Как-то раз я лег спать под кустом на сухое место, для верности положив под себя лопату — чисто символическую защиту от сырости. Проснулся в воде, в насквозь промокшем ватнике. Одежда потом высохла прямо на теле — и никакой простуды! Привычных болезней в то страшное время не было. Конечно, кто-то чем-то болел. Сержант Сарычев, бледный до синевы и худой как скелет, мучился язвой. Лешка Юдин, храбрый разведчик, страдал глистами. Повар Серегин хвастался застарелым триппером. Но все это были мелочи жизни.
Наступление застопорилось, его пытались продолжить, посылая новые полки вперед. Теперь речь не шла уже о снятии блокады Ленинграда. Теперь надо было помочь 2-й ударной армии, попавшей в окружение под Любанью. Шло пополнение из Татарии, из Казахстана, из Ленинграда. Но немцы оборонялись умело, и фронт не двигался. Когда наступило лето, мы перешли к обороне. Реже стала стрельба, опустели дороги. Войска закапывались в землю.
Началась бесконечная работа. Мы выкапывали километры траншей, строили сотни укрытий, зарывали пушки, машины, кухни, склады. Рыли стационарные сортиры, так как до этого солдаты загадили все придорожные леса. Я стал завзятым землекопом, научился рубить срубы, обтесать топором любую нужную деталь, выковать из жести печку, трубу и т. д. Даже гроб однажды пришлось ладить. Обычно хоронили солдат, прикрыв их шинелью или куском брезента или просто так. Но тут убило старшего лейтенанта Силкина. Начальство решило, что ему полагается гроб, да и времени на подготовку похорон было предостаточно. И мы построили гроб. Досок не было, пришлось срубить огромную осину и расколоть ее с помощью клиньев на толстые доски. Гроб вышел чудовищно тяжелый, корявый, выгнуто-кособокий, похожий на большой сундук. Тащили его человек двадцать.

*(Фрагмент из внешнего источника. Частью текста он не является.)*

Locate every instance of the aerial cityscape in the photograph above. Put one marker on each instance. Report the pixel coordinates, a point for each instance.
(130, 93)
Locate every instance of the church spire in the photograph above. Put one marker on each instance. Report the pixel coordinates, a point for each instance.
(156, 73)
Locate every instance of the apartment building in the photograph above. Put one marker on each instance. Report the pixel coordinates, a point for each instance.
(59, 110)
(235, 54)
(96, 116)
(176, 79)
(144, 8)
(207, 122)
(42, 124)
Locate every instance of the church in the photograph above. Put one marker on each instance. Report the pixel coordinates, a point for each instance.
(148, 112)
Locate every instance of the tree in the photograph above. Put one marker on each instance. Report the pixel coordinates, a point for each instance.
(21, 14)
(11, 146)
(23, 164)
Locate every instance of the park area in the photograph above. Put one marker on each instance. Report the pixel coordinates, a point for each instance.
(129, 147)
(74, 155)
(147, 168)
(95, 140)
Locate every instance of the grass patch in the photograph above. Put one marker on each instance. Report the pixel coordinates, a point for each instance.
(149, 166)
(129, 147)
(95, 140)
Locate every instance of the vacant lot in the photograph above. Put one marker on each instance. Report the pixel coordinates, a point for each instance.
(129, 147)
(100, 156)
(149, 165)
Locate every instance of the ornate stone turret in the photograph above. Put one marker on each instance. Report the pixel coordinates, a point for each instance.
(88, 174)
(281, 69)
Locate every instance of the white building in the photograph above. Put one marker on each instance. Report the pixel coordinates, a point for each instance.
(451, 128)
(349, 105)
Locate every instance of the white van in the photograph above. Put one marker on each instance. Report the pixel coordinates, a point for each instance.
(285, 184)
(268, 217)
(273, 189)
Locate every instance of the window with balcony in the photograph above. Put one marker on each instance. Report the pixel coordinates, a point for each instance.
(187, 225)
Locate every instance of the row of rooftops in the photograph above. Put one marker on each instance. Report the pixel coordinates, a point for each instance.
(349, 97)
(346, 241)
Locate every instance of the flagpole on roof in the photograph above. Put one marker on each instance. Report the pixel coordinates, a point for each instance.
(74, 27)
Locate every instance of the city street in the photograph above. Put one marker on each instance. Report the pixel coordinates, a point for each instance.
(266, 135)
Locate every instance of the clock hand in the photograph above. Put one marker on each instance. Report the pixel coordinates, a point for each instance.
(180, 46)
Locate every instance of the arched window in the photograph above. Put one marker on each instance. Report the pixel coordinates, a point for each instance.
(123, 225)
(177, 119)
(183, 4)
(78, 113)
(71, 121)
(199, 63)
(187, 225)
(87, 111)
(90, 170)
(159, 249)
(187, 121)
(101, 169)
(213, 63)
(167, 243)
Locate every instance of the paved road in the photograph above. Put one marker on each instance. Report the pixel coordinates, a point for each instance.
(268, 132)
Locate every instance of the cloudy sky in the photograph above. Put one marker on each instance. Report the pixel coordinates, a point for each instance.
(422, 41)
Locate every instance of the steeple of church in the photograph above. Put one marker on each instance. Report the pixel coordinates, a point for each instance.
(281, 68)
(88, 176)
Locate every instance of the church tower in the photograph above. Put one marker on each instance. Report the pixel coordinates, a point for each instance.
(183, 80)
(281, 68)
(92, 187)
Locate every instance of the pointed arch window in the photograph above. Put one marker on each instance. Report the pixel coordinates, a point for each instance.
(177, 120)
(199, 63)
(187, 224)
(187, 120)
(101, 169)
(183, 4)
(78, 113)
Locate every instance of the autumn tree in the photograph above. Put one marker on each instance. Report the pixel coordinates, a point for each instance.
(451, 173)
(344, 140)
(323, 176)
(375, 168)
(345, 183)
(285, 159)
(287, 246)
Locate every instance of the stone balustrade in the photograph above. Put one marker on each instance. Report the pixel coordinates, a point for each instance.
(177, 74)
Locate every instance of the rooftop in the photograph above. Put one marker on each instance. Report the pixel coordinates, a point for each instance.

Между тем природа кругом оживала. Подсыхала почва, появилась первая трава, набухали почки. Я, городской житель, впервые ощутил связь с матушкой-землей, вдыхал неведомые мне запахи и оживал сам вместе с окружающим миром. Проходила дистрофия, от чрезмерной работы наливались мышцы, тело крепло и росло — было мне девятнадцать. Если бы не война, эта весна в лесу была бы одной из самых прекрасных в моей жизни. Пели птицы, распускались почки. Однажды утром наш старшина выполз из землянки, пустил длинную, тугую струю, глубоко вздохнул, оглянулся кругом и резюмировал: «Да. Весна. Шшепка на шшепку лезеть!»
Войска отдыхали в обороне. Убитых и раненых почти не было. Началась учеба, даже стали показывать кинофильмы, используя для этого большие землянки. Как-то одно занятие было посвящено изучению пистолета. Разбирая его, один из лейтенантов нечаянно выпалил в живот другому. Пуля застряла во внутренностях. Мы тотчас же погрузили раненого на грузовик и повезли в госпиталь, держа носилки в руках, чтобы не очень трясло. Но час езды по бревенчатому настилу вытряхнул остатки жизни из тела бедного лейтенанта. На могиле его, как водится, написали: «Погиб от руки фашистских захватчиков». Его фамилия была Олейник.
Везде понастроили бань и наконец вывели вшей. Не всех, конечно, а те мириады, которые одолевали нас зимою. Теперь осталось по две-три вошки на брата, и это было сносно. Каждое утро их вылавливали сообща, построившись на лужайке. В штабных документах это называлось «проверка на группу 0». Все было засекречено от врага, все было военной тайной.